The 2012 Latricières Chambertin Grand Cru has an airy, lifted, floral bouquet with rose petals and cold limestone taking precedence over the fruit intensity at the moment. The palate is medium-bodied with a touch of hardness on the entry. Again, this is a compact, linear grand cru, "correct” but fresh with a touch of spice on the finish. Fine but just a little conservative.


2012 Chapelle-Chambertin

91 - 93

The 2012 Chapelle-Chambertin Grand Cru  demands coaxing from the glass, unfurling to reveal blackcurrant and fresh strawberry scents, joined by a hint of violet with time. The palate has a good backbone. This is a more masculine take on the vineyard, nicely balanced, linear and taut with fine precision and nuance on the finish. This should age with style.

 

2012   Gevrey-Chambertin 1er  Cru

"Au Closeau”

90 - 92

The 2012 Gevrey-Chambertin 1er Cru " Au Closeau"  has a very attractive "bonbons” bouquet - like walking into a sweet shop - very pure and fragant. The palate is medium-bodied with supple, ripe tannins. There is plenty of redcurrant and Morello fruit, a nice build into the mouth towards a harmonious, slightly chewy finish. This is a little showy, but enjoyable.


2012 Gevrey-Chambertin 1er Cru

"lavaut-Saint-Jacques”

89 - 91

The 2012 Gevrey-Chambertin 1er Cru "Lavaut Saint Jacques"  (yes - it is spelled with a "t” here) offers pleasant raspberry leaf and forest floor scents on the "correct” nose. The palate is medium-bodied with ripe, plump tannins. There is plenty of raspberry and redcurrant fruit, candied orange peel with a hint of mushroom on the finish that needs a touch more nervosité that would beg another sip.


2012 Gevrey-Chambertin 1er Cru

"Clos Prieur”

88 - 90

The 2012 Gevrey-Chambertin 1er Cru "Clos Prieur"  has a perfumed, expressive bouquet with vibrant red cherry and fresh strawberry fruit that displays fine delineation. The palate is rounded and supple on the entry. There is a layer of plush red berry fruit here laced with spice and a savory aspect that comes forth towards the finish. It just needs to gain a little more focus but that might be delivered with 3-4 years in bottle.

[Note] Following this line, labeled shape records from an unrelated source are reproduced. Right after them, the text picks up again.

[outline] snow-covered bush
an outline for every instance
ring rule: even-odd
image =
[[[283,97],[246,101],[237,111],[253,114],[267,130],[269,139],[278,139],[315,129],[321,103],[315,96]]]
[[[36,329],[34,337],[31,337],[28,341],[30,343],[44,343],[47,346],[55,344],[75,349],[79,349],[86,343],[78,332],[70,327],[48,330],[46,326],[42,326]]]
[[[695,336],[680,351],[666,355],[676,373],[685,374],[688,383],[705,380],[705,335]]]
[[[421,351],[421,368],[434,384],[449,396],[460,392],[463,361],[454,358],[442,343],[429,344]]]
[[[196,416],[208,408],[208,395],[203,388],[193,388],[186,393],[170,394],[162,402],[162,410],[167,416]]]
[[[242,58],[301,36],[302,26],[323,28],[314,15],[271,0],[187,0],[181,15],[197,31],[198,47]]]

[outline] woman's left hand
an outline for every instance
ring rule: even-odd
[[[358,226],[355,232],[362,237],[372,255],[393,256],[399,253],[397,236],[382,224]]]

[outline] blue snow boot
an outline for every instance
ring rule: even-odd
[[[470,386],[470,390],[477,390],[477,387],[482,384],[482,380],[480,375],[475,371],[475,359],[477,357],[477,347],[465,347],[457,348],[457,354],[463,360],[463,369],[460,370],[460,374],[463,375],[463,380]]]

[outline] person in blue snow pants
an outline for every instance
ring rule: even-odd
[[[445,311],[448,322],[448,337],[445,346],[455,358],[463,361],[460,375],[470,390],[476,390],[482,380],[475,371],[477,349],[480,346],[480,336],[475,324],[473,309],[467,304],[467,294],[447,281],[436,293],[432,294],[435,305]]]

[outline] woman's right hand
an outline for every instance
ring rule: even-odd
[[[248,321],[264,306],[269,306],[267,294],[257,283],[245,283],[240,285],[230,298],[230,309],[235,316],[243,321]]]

2012 Gevrey-Chambertin 1er Cru "Craipillot”

87 - 89

The 2012 Gevrey-Chambertin 1er Cru " Craipillot " which was blended into the village cru until 2005, has a pleasant bouquet with strawberry pastille and touches of forest floor. The palate is well balanced with fine, supple tannins on the entry and a slight lactic note towards the sweet, candied finish. Quite forward in the mouth, this should form pleasurable, relatively early  drinking


2012 Chambolle-Musigny  Village

90-92

The 2012 Chambolle-Musigny Village is de facto mostly premier cru from "Les Baudes" that is declassified because of the addition of a small amount of village cru that Philippe said is not Worth bottling separately. It has a generous and expressive strawberry and Morello scented bouquet that displays great vigor. The palate is medium-bodied with crisp, quite firm tannins, impressive harmony with a complex, mineral-driven finish. This is very fine and indeed, in my opinion is undoubtedly premier cru quality.